Read radical news here
Turkey really, really, really wants to become a member of EU, but there's been several obstacles already, including the state mandated denial of the Armenian Genocide and their less-than-equal treatment of women and other human rights violations. Adding full censorship to the list will make sure life will get better in Turkey as their desire to become an EU member is so strong it just might make them drop this stupid censorship and correct the other 'follies'...
"For every complex problem, there is a solution that is simple, neat, and wrong." -- H.L. Mencken (1880-1956) --
I know Slashdot has developed a cultural sense of anything Bitcoin-related as being utter shit, but does anyone follow the development of Namecoin, or think they could help? It's in an alpha stage right now, but as i understand it, the intention is to incorporate dns services in addition to the current simple name registering scheme.
Anything you do that doesn't include a VPN hosted outside the country can be seen by the ISP and government. Sorry. Even using alternative DNS servers can be seen. One day you'll be seeing the normal traffic, then the government will start redirecting all DNS and if you aren't really paying attention, you'll not notice.
You want a VPN with private keys that you control.

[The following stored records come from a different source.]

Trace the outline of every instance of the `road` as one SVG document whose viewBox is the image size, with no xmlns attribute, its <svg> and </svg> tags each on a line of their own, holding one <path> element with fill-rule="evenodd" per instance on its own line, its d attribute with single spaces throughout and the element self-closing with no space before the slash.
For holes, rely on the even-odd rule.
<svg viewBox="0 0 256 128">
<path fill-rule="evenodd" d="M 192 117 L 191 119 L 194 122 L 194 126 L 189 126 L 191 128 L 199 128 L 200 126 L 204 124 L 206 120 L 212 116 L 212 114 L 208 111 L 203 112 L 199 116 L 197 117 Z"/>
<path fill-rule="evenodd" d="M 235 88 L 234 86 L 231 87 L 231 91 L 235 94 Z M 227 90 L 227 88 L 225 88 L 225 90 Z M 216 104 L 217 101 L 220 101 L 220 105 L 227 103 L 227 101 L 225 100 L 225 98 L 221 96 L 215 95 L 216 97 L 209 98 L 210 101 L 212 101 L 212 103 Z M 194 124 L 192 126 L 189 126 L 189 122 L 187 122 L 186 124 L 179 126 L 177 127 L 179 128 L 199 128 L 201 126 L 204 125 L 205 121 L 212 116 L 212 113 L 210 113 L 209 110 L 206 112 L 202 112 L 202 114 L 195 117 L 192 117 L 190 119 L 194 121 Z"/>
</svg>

This can be ssh or OpenVPN or any other industry-standard private-key-based VPN. You don't want to trust SSL-based VPNs. The people who control your DNS can easily setup DNS and fake SSL certs that you're system will trust - even when you shouldn't.
I'm not certain you can trust TOR either. Whether you can or not is a question of whether the DNS requests are also part of the TOR protocol. If it is, you are good to go provide the last node drops your request off outside any country that does similar tracking.
Anyone who suggests any other solution is risking your privacy and possibly your safety. If Turkish prisons are what I hear, I'd be afraid too.